How long will the baked goods last?
All of our Zingerman’s Bakehouse pastries and coffee cakes are baked with full-flavored ingredients, but without preservatives. The good news is we’ve done the hard work of tasting and testing to ensure that they can be enjoyed for weeks to come.
If enjoying soon, keep them at room temperature.
Each baked good will have an “eat or freeze by” sticker that is about two weeks from when the package ships out. If enjoying the treats within a week or so of delivery, they can be kept at room temperature in the packaging they arrived in or in a plastic bag. Avoid the refrigerator, it can ruin the texture.
If enjoying later, keep them in the freezer.
For longer term storage, all of our baked goods freeze well for up to three months. They can be stored in the freezer in their original packaging or, if they’ve been opened, double wrapped in plastic bags.
After the freezer, it is best to allow frozen pastries and coffee cakes to defrost slowly at room temperature in the packaging. That’s all–though with some pastries like scones, a little warm up in an oven will make them extra delicious.
Why is our Sour Cream Coffee Cake so great?
The classic American walnut sour cream coffee cake has been our top selling mail order baked good for three decades, almost since the day we turned on the phones at Zingerman’s Mail Order (long before the internet). What makes this cake so great?
The recipe
Zingerman’s coffee cake is made without icing. This makes it looks like an oddball compared to most coffee cakes out there. Nothing against icing, but too many times icing is a ruse. It’s an atmospheric distraction. It diverts your attention from the sub par ingredients that make up the land mass below. Plus, for many folks, me included, it’s too sweet.

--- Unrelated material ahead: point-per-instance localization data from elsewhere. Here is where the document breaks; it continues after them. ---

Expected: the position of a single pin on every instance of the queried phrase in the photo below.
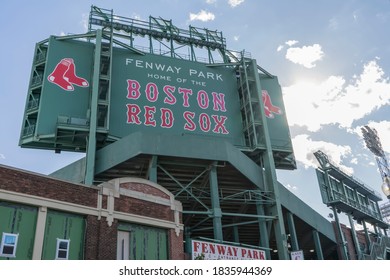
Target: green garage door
(17, 222)
(138, 242)
(64, 236)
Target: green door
(64, 236)
(138, 242)
(20, 220)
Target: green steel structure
(344, 193)
(212, 131)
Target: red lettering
(167, 118)
(203, 99)
(212, 248)
(149, 116)
(151, 92)
(133, 111)
(170, 98)
(219, 102)
(204, 247)
(196, 246)
(189, 116)
(262, 256)
(204, 122)
(220, 124)
(186, 92)
(133, 89)
(221, 249)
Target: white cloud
(306, 56)
(334, 101)
(202, 16)
(333, 24)
(383, 130)
(291, 188)
(85, 21)
(291, 43)
(235, 3)
(304, 149)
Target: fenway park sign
(214, 251)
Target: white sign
(297, 255)
(214, 251)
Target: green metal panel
(176, 96)
(146, 243)
(275, 112)
(19, 219)
(323, 186)
(60, 97)
(63, 226)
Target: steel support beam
(292, 231)
(270, 175)
(91, 145)
(317, 244)
(217, 213)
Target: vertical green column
(217, 213)
(293, 234)
(342, 243)
(264, 236)
(317, 245)
(91, 145)
(354, 236)
(367, 236)
(270, 176)
(153, 169)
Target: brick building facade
(129, 207)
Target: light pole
(373, 143)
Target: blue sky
(331, 57)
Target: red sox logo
(269, 108)
(64, 75)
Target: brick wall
(46, 187)
(101, 238)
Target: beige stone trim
(39, 233)
(110, 215)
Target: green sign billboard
(66, 85)
(147, 92)
(275, 113)
(167, 95)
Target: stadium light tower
(373, 143)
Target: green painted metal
(307, 214)
(217, 213)
(354, 237)
(342, 243)
(264, 235)
(21, 220)
(153, 169)
(270, 177)
(146, 243)
(61, 225)
(347, 193)
(91, 148)
(292, 231)
(170, 145)
(317, 244)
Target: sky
(332, 59)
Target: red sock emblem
(269, 108)
(64, 75)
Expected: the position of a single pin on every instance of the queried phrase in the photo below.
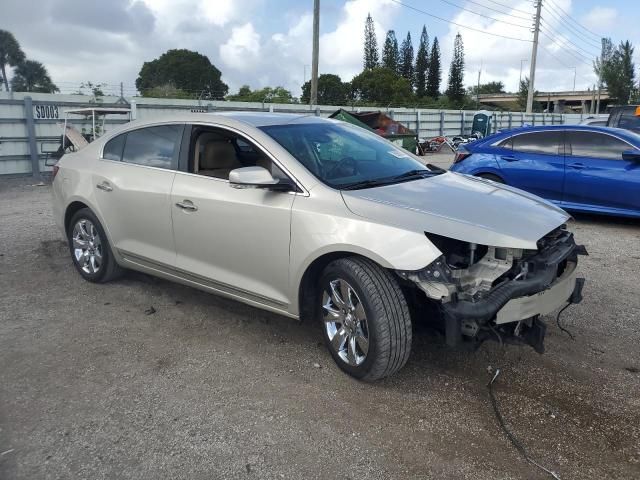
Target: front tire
(90, 249)
(365, 318)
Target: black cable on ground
(560, 326)
(514, 441)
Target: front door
(233, 240)
(133, 192)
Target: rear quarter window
(546, 143)
(153, 146)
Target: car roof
(620, 132)
(264, 119)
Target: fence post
(31, 132)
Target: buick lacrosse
(317, 219)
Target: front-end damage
(484, 292)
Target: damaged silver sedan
(317, 219)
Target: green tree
(370, 44)
(455, 87)
(434, 74)
(606, 52)
(32, 76)
(390, 52)
(266, 95)
(185, 70)
(422, 64)
(10, 55)
(381, 85)
(490, 87)
(406, 59)
(618, 73)
(331, 90)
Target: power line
(589, 55)
(486, 16)
(499, 11)
(577, 55)
(458, 24)
(574, 30)
(511, 8)
(574, 21)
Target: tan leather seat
(218, 159)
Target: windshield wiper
(364, 184)
(417, 173)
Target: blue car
(578, 167)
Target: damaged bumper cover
(513, 305)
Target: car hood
(461, 207)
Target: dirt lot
(92, 387)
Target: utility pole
(316, 47)
(478, 87)
(534, 53)
(520, 78)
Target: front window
(347, 157)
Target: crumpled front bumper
(514, 306)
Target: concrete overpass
(579, 101)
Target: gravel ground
(92, 387)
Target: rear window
(153, 146)
(113, 148)
(547, 143)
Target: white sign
(46, 112)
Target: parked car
(581, 168)
(318, 219)
(595, 121)
(627, 117)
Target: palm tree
(32, 76)
(10, 54)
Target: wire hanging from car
(560, 325)
(514, 441)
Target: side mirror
(631, 155)
(257, 177)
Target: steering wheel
(344, 162)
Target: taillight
(461, 154)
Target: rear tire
(90, 249)
(491, 176)
(365, 318)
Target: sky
(268, 42)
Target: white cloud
(242, 49)
(501, 58)
(600, 19)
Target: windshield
(344, 156)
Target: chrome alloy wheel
(87, 246)
(345, 322)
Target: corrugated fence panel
(49, 114)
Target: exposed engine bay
(488, 292)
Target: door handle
(187, 205)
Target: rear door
(597, 176)
(133, 191)
(534, 162)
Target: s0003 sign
(46, 112)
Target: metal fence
(29, 121)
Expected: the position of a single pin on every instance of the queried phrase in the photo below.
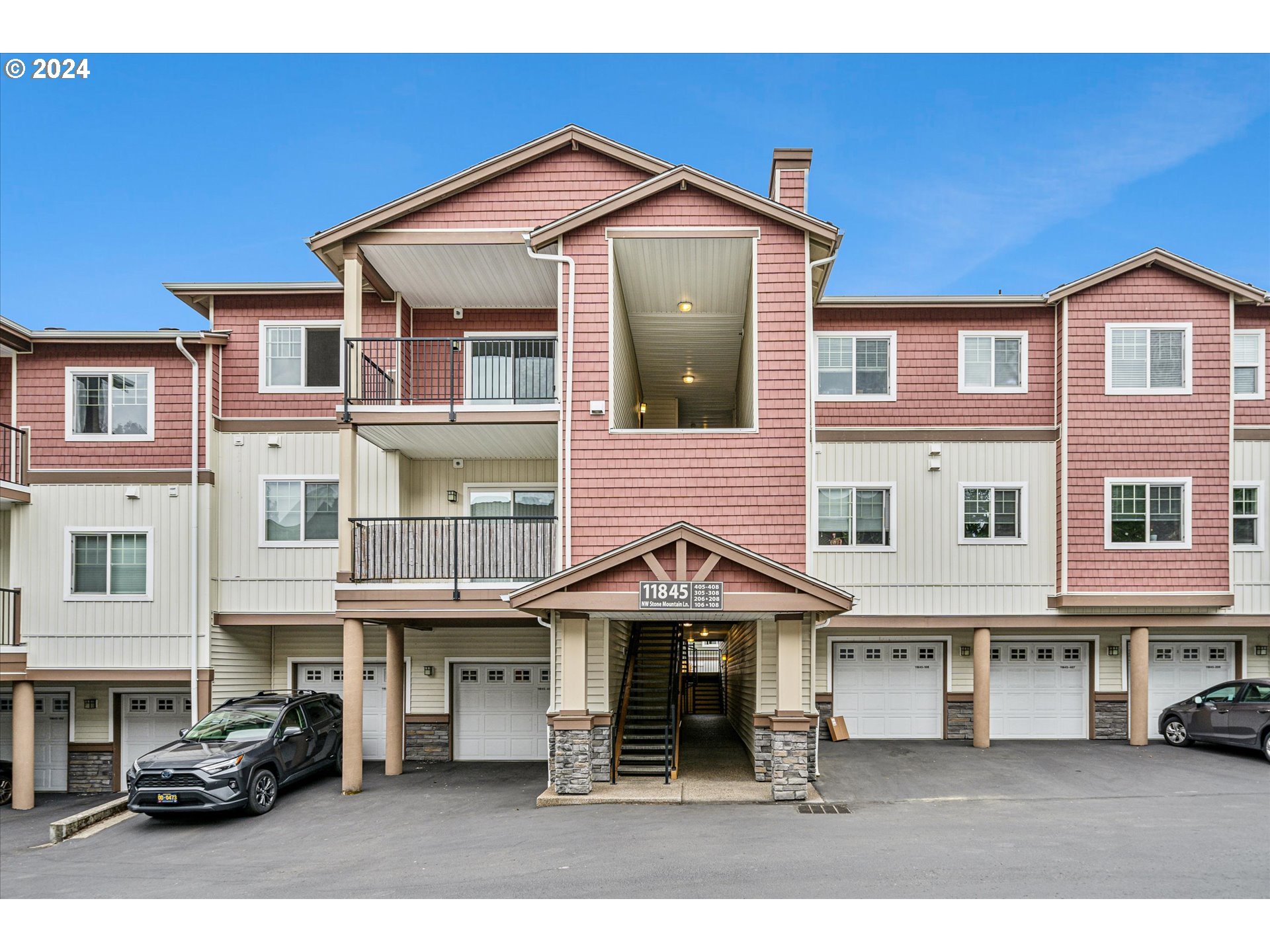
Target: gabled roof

Our coffee cake has just a hint of sweetness. It’s richly flavored with creamy sour cream, spiced Korintje cinnamon from Indonesia, and toasted walnuts. After you eat a slice it lingers in your memory.
The packaging
We pack the coffee cake in one of our illustrated cartoon boxes or in one of our wooden crates made by Wisconsin’s last cheese crate manufacturer. The packaging is fantastic for two reasons: it keeps the coffee cake from getting too jostled or smashed on the journey, and it makes for great gift presentation. Bonus points to those clever folks who re-purpose the boxes and crates for pet beds and other fun uses.
The pan
You can’t make the coffee cake without a bundt-style pan. It’s the pan with the hole in the middle which conducts heat to the interior of the cake. The batter for a sour cream coffee cake is very dense. If the hole wasn’t there the middle would stay raw and collapse into a soggy puddle.

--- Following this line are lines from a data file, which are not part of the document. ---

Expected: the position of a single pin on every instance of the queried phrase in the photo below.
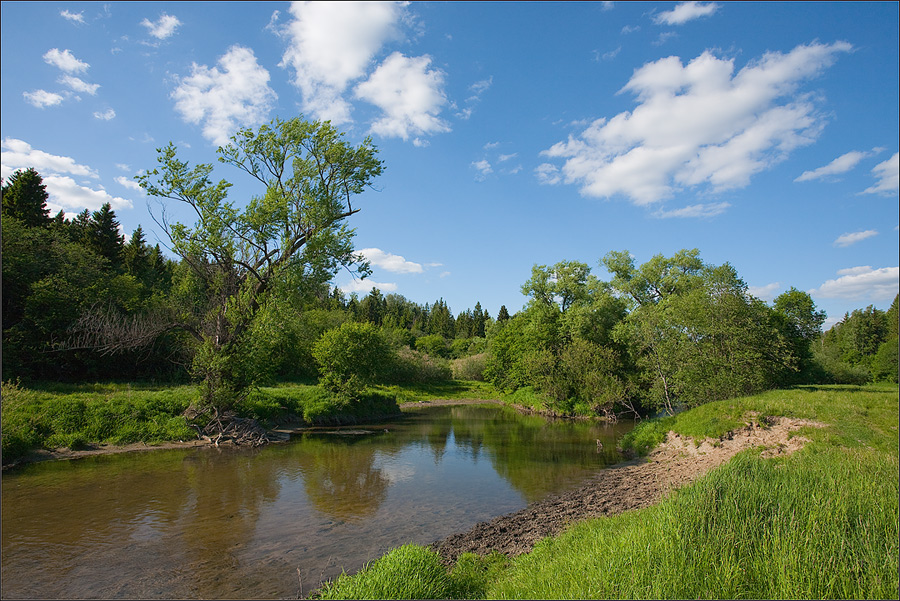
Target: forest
(244, 299)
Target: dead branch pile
(228, 427)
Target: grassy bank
(822, 523)
(51, 415)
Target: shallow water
(236, 523)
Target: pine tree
(25, 198)
(503, 314)
(104, 237)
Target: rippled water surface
(234, 523)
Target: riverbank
(630, 485)
(788, 494)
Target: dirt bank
(630, 485)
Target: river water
(266, 523)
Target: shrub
(469, 368)
(351, 357)
(413, 367)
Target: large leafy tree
(292, 235)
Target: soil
(630, 485)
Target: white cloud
(18, 154)
(842, 164)
(129, 183)
(686, 11)
(79, 85)
(698, 210)
(766, 293)
(548, 173)
(74, 17)
(65, 60)
(390, 262)
(68, 195)
(698, 124)
(862, 282)
(330, 45)
(484, 169)
(366, 286)
(853, 238)
(42, 98)
(238, 95)
(888, 174)
(63, 191)
(164, 27)
(409, 93)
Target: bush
(884, 364)
(413, 367)
(469, 368)
(351, 358)
(433, 344)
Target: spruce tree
(25, 198)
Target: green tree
(103, 236)
(801, 325)
(351, 357)
(25, 198)
(294, 230)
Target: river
(268, 522)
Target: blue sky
(513, 134)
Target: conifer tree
(25, 198)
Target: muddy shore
(630, 485)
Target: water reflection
(228, 523)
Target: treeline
(673, 332)
(55, 271)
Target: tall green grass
(76, 415)
(822, 523)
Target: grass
(53, 415)
(58, 415)
(451, 389)
(822, 523)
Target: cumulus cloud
(698, 210)
(129, 183)
(163, 28)
(66, 194)
(862, 282)
(42, 98)
(390, 262)
(65, 60)
(854, 237)
(888, 174)
(698, 124)
(74, 17)
(766, 293)
(686, 11)
(330, 45)
(365, 286)
(79, 85)
(548, 174)
(18, 154)
(409, 93)
(234, 94)
(56, 172)
(483, 167)
(842, 164)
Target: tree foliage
(293, 231)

The pan was not a part of American baking until the second half of the twentieth century. H. David Dahlquist, founder of Nordic Ware in Minnesota, created it on the request of Rose Joshua and Fannie Schanfield, two members of Minneapolis’s Hadassah Jewish women’s group. They were nostalgic for dense European cakes like kugelhopf and bundkuchen. They showed Dahlquist a European pan with a hole in the middle and he recreated it to sell with his other baking equipment.
Within a decade it was the top selling pan in America. Three decades later, it was our top selling cake.